# "Slingbox like" Remote Tivo Access



## Crashcourse (Oct 6, 2004)

One of the greatest selling points of TiVo would be that it finally gives us access via the Web in order to view our recorded items. Yes, we can currently schedule shows to be record and yes, we can (although very time consumingly) download TiVo-To-Go via the Desktop feature. However, TiVo still does not have one of the most basic features - remote viewing of content. 

If TiVo were to build it into the S3, it may actually become worth the incredible price tag that TiVo is asking us to pay at this time.

TiVo is missing the boat on securing its spot as a MediaCenter device with its lack of features and interactivity. Movies on Demand is also long overdue and a logical upgrade to an aging idea.


----------



## classicsat (Feb 18, 2004)

They can't, really, for two reasons:

1: It would directly put the contnet (digitally recording in the case of the Series 3) directly on the internet, which would raise the attention of fightsholders.

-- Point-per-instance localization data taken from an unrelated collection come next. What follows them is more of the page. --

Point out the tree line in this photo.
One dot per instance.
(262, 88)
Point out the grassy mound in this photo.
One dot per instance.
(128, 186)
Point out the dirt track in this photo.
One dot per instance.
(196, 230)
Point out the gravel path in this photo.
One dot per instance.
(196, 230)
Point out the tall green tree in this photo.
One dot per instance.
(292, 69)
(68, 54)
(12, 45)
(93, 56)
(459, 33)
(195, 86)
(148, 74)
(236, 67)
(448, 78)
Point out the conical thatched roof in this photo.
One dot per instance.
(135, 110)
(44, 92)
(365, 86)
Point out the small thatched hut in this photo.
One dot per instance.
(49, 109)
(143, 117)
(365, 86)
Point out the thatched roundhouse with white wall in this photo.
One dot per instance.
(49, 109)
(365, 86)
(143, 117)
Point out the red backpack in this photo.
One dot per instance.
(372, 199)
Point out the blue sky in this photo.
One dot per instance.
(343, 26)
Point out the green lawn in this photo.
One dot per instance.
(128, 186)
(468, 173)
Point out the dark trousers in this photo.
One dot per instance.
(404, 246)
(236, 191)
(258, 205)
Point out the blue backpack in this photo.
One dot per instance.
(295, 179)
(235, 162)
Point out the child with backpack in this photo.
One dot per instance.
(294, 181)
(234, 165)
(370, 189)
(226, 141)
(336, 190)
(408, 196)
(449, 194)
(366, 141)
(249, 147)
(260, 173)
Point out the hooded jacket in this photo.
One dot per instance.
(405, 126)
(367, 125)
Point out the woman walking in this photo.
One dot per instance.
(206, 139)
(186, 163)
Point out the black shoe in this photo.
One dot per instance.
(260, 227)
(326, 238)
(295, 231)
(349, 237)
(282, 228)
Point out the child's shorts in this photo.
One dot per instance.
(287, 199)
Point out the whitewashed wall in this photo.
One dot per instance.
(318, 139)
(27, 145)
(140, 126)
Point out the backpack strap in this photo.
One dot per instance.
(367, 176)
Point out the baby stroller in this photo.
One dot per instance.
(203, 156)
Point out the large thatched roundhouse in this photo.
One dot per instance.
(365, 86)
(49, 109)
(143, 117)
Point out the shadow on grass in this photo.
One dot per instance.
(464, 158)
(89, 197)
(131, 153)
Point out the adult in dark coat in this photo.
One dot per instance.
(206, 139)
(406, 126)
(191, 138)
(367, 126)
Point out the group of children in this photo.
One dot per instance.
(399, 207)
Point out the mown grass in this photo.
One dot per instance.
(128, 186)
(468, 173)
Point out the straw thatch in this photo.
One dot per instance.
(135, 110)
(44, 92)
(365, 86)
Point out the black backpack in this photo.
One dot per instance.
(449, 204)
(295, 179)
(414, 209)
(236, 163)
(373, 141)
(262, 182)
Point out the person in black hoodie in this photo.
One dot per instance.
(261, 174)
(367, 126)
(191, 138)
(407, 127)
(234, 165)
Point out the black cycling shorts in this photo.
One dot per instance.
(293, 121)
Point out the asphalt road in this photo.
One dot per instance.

2: The TiVo records MPEG2, which would need recoded to MPEG4 or the like to be able to reliably stream over the internet, especially with a typical residential broadband internet connection, and the TiVo, even the Series 3, does not have the power to convert it.


----------



## megazone (Mar 3, 2002)

Yeah, there have been many threads about this in the past - short answer is that they'd need to add all the hardware inside a Slingbox into the TiVo to make it do what a Slingbox does, which would bump the cost noticeably.


----------